- Arctic Monkeys – ‘AM’
It all started with those drums. We don’t just mean the languid stomp of opener ‘Do I Wanna Know?’ or the showy solo at the start of ‘R U Mine?’. No – we mean the way that as soon as you heard ‘AM’ erupt out of your speakers for the first time it was clear that from now on the Arctic Monkeys were moving to a different beat.
They were thieves, of course, but they were good at it. The band cheerfully admitted to nicking a few ideas from the likes of Dr Dre, Outkast and Aaliyah, but what was really remarkable was the sheer range and scope of their rampant looting. They stole from hip hop, glam, Motown, rock’n’roll, R&B and even doo-wop with equal ease and evident delight. They picked Phil Spector’s pockets and mugged John Lennon. They lifted that “Mad sounds/In your ears” bit from a song by their early producer Alan Smyth. For the finale, they just straight-out plagiarised a John Cooper Clarke poem. Somebody should have called the police.
This disparate collection of pilfered genres and stolen sounds came together seamlessly with Turner’s too-clever-by-half lyrics about love, lust and the grey area in-between. It’s still hard to get over the elegantly sketched scene in the car in ‘Arabella’, which ends with the phenomenal line: “The horizon tries but it’s just not as kind on the eyes.” The man can chirpse. He had us at: “I’m sorry to interrupt/It’s just I’m constantly on the cusp/Of trying to kiss you.” But ‘AM’ was about so much more than just chat-up lines. What about the lovely, melancholy double meaning of: “Leave me listening to the Stones/2000 Light Years From Home”? The writing is sharply-observed, sometimes self-lacerating and often laugh-out-loud funny.

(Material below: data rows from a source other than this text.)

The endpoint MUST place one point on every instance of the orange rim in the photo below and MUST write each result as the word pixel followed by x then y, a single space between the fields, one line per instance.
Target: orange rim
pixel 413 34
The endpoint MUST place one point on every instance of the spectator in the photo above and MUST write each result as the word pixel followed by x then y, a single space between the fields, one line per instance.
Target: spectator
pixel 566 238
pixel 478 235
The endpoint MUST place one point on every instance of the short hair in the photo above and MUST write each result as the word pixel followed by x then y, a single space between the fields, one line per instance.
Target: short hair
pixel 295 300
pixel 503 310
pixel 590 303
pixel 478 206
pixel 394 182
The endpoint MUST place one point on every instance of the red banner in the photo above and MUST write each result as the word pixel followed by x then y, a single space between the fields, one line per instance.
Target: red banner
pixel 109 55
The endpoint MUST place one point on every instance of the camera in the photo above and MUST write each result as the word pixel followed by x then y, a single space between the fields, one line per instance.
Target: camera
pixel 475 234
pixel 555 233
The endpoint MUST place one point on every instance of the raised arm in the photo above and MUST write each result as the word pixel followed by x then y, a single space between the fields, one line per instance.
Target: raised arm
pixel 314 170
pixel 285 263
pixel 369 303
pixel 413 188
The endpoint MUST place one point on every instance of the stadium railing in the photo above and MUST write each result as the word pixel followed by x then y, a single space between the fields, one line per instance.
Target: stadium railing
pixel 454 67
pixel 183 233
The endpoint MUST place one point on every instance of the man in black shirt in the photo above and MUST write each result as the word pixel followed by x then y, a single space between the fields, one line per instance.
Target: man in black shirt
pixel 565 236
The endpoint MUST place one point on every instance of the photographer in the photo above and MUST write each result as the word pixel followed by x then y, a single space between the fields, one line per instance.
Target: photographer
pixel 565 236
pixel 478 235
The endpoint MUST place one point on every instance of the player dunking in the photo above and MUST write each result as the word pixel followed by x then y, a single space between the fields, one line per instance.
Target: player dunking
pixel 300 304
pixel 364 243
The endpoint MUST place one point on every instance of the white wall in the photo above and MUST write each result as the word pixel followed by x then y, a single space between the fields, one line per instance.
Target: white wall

There were a lot of great albums released in the 2010s but only one of them features prominent lyrical references to both Mean Streets and Thunderbirds.
What it all amounted to was as good a portrait of what it was like to be staying out too late and getting into trouble in the 2010s as anyone wrote in any medium, with the added bonus that it was also really fun to dance to. That meant it connected with people. It sold more copies than One Direction’s ‘Up All Night’. It became the soundtrack for countless nights out, hook-ups and comedowns in every town and city of this country. It was the album of the decade.